I think this and other provisions in the code talking about state-wide challenges strongly imply a state-wide remedy, although the code is not explicit.
After that petition is filed and the commission either fails to meet or fails to promptly to give the relief required, the contestant can go to any of the counties challenged (big caveat here, noted below) and file a sworn petition challenging the election. The petition must be filed within ten days after the contest was filed with the election committee. “In no event shall a prayer for relief be filed in any court other than the appropriate circuit court as authorized in this section.” This is Miss. Code § 23-15-927. It seems to me to clearly state, for instance, that if the challenge does not involve votes in Hinds County, the challenge must not be filed there.
I cannot imagine how the state/county process described in Miss. Code § 23-15-923 can play out in ten days, so I’m guessing that a state challenge will proceed from the state committee not completing its job.
Miss. Code § 23-15-927 requires that the court petition may not be filed unless it bears the certificate of 2 practicing attorneys stating they have each made independent investigation of the protest and opine that the relief should be granted. This provision has long held to be jurisdictional, as has the requirement the petition be sworn.
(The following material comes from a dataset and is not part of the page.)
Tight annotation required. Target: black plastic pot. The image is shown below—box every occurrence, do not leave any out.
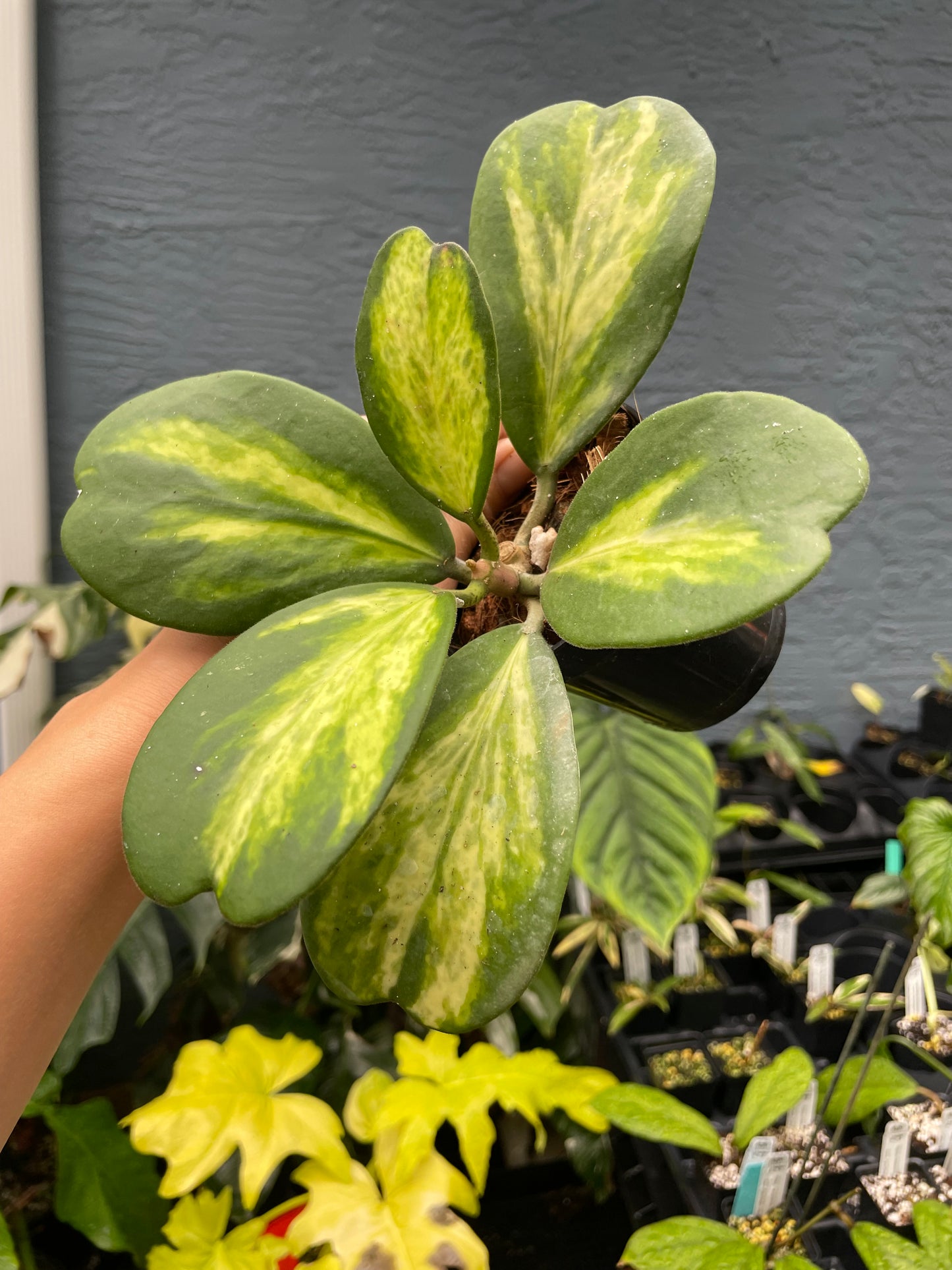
[919,688,952,749]
[670,962,727,1031]
[553,604,787,732]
Here’s a quaint one the always-up-to-date Mississippi legislature left in place when it amended this specific statute in 2012: When a petition is filed, the circuit cleark “shall immediately, by registered letter or by telegraph or telephone or personally, notify the Chief Justice of the Supreme Court” so a judge can be appointed to hear the case. Miss. Code § 23-15-929.
Miss. Code § 23-15-931 sets for the procedure for the trial of the contest. It provides that if the petition alleges “wrong or irregularity” occurring only “within the state committee” the suit must be filed “in the circuit or chancery court of Hinds County.”
On this point, I am pretty confused. If there are no irregularities within the Hinds County vote in a state election, I read Miss. Code § 23-15-927 to require the challenge be in one of the counties where there were irregularities. The code does not imply a challenge based upon something the state committee did as opposed to challenge the votes and the voting process. Further, Miss. Code § 23-15-927 requires that the petition be filed in the circuit court. How did Hinds chancery get into the picture?
I’m assuming that any McDaniel challenge would have to take on Hinds County, but, if not, I’d be at an utter loss where to file this thing. I’d ignore the possibility of Hinds Chancery (who wants to resolve that riddle if you don’t have to?) but other than that would be at sea.